Это оказался бланк расшифровки строго секретной депеши с заголовком «Москва ЦК ВКП(б) тов. Сталину, тов. Берии», входящий номер 742. И ниже — будничный бюрократический текст, отпечатанный на видавшей виды машинке со сбитой лентой и подскакивающими буквами: «Ввиду засорённости края право-троцкистскими и кулацко-белогвардейскими элементами просим ЦК разрешить дополнительные лимиты по первой категории на 1 тыс. человек, по второй категории на 5 тыс. человек. Секретарь крайкома Карнаухов».

Я аккуратно сложил бумажку и щёлкнул её по столу обратно Кобе.
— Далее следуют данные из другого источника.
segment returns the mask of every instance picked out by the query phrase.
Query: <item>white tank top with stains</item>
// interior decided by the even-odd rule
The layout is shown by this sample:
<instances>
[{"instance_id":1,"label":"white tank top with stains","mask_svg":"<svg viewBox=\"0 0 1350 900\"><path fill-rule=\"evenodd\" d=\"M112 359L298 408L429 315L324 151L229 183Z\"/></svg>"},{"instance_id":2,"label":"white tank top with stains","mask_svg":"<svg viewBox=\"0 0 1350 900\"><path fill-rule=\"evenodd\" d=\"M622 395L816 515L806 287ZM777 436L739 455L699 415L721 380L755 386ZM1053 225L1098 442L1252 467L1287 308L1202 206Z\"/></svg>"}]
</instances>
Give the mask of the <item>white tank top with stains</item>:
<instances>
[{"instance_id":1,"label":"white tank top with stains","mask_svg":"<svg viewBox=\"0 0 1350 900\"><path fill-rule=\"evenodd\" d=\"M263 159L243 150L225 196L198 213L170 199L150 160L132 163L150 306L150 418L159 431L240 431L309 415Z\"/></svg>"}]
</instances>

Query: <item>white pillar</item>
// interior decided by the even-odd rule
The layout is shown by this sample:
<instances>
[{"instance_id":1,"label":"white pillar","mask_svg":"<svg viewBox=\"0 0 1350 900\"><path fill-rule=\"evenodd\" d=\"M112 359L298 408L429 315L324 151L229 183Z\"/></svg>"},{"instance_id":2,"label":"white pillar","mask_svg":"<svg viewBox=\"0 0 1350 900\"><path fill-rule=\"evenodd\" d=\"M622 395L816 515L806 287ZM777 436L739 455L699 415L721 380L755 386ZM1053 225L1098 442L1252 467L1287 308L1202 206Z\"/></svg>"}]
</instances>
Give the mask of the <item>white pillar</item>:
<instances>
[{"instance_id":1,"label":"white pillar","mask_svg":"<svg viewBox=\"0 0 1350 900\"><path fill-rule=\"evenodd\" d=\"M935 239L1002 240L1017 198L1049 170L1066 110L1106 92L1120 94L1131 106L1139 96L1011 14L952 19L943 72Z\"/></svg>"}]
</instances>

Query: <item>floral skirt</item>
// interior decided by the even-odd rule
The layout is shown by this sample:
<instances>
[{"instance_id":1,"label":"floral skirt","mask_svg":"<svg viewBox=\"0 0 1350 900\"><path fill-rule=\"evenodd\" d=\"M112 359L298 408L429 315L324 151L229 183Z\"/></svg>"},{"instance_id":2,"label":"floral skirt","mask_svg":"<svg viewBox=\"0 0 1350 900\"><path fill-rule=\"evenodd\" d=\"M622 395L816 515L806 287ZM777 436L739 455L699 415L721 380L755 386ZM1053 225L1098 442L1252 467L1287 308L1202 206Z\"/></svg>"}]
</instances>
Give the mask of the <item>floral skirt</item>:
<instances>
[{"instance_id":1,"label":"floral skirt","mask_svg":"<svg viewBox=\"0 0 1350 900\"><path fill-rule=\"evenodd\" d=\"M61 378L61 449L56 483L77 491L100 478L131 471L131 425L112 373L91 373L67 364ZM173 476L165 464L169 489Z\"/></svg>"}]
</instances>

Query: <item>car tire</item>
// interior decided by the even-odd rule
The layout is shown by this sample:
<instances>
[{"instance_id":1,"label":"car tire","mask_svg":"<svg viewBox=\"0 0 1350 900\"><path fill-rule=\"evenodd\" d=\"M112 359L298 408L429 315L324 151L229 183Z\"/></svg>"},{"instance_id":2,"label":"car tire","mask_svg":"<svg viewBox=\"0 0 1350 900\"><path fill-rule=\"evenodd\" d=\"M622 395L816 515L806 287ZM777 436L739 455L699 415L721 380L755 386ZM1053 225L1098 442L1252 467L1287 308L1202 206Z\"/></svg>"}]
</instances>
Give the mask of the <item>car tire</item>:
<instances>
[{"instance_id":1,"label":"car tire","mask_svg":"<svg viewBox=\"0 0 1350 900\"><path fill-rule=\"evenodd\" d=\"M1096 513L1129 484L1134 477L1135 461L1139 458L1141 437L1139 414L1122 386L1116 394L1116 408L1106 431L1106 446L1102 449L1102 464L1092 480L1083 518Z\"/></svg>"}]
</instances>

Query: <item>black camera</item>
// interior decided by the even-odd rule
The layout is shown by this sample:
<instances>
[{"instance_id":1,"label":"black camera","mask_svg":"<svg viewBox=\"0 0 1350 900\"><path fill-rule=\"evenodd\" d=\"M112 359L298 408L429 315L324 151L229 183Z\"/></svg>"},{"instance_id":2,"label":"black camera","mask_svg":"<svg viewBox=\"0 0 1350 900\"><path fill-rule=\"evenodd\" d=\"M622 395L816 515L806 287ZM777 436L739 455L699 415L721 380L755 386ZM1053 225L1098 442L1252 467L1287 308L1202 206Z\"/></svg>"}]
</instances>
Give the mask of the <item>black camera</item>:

— Тысячу на расстрел, пять — в трудовой спецконтингент, — сказал Коба, глядя на меня даже с некоторым любопытством.

Я молчал. Досчитал до десяти. Потом до двадцати. Попробовал варенья: вкусно. Прихлебнул чаю: уже не жгло.

— У Лаврентия на объектах вечно рабочих рук не хватает, — проворчал Коба. — Смертность в среднем по лагерям мы всё-таки понизили, но объём работ-то растёт… А ты мне про рамки.

— А по первой категории зачем столько? — всё же не выдержал я. — Хороший способ строить нормальную жизнь для работящих ребят, а, Коба?

Он со свистом вдохнул и выдохнул воздух носом.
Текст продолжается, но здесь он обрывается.